Ninewa’s directorate of education has announced plans to resume resumption work on the rehabilitation of 37 schools, as part of the 2019 budget allocated for the province.
The plan will tackle the lack of school buildings after much of the province was razed to the ground during the battle between Iraqi military forces and the Islamic State (IS) group.
A total of 2,047 schools, institutes and kindergartens throughout Ninewa received students in the current academic year.
“The projects which are underway in the education sector include educational projects include the rebuilding of 16 schools in the of al-Shaima, Kokjali, Mithaq, Somer, Zahra, Quds, Khadhra, Qdisiya, al-Arabi, al-Qahira and al-Ikha neighborhoods, located on the eastern side of Mosul,” Aseel Al-Abadi, director general of Ninewa Education told KirkukNow.

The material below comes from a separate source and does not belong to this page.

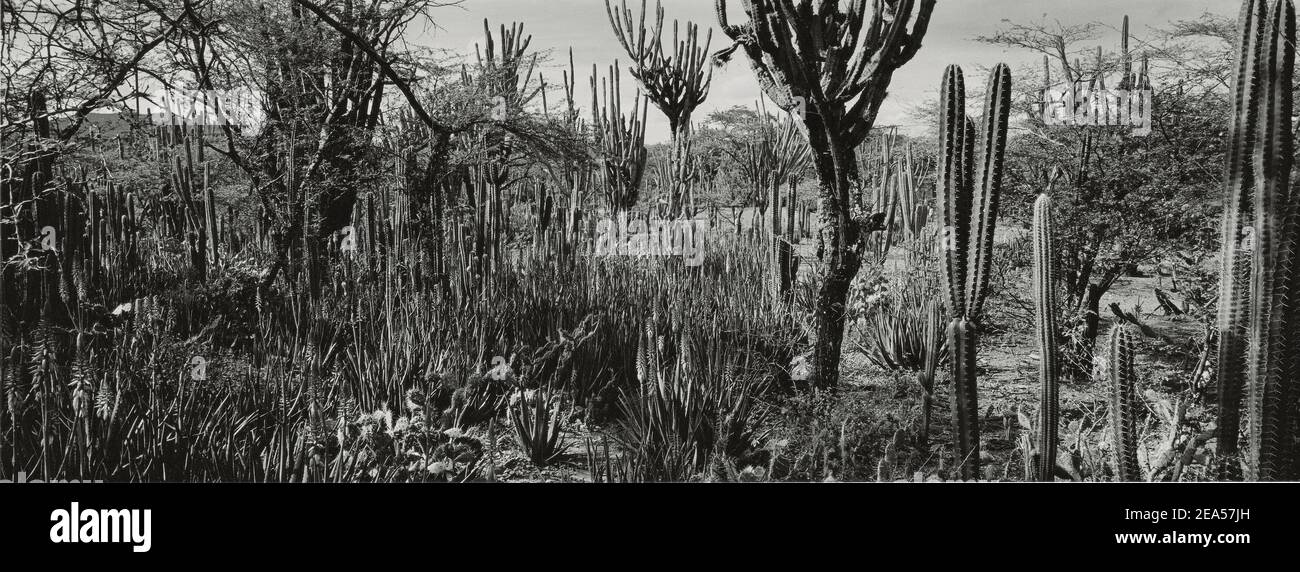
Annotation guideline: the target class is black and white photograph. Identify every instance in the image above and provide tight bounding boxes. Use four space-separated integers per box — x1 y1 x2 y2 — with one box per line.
0 0 1294 558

The reopening of schools is allowing thousands of students to go back to school. Many of them had to travel long distances every day to have access to education in less damaged schools.
“Seven partially damaged schools in west Mosul need to be rebuilt," according to the director general of education.
The ailing infrastructure is one of the main problems undermining the education sector in Ninewa. Many schools inside and outside Mosul have been leveled to the ground during the war against IS, and are yet to be rebuilt.
Al-Abadi indicated that work is underway to rebuild four schools in the Rajm Hadid, al-A’mel, al-Harmat and al-Nahrawan neighborhoods plus two sports halls and two exam halls, all on the western side of Mosul.
The new projects are expected to enable schools to accommodate the increasing number of students as the majority of the schools were running multiple shifts to deal with overcrowding.
Ninewa’s directorate of education has been integrating girls’ and boys’ schools in a bid to compensate the lack of school buildings, most of them were destroyed during the war.
The battle to retake Mosul from IS led to widespread devastation in all sectors, including the education sector.
There are many students who have lost loved ones or lost their homes, and therefore need special care to help them return to education.
The effects of the war are immense, and there is no doubt that tremendous efforts are required to rejuvenate the education system.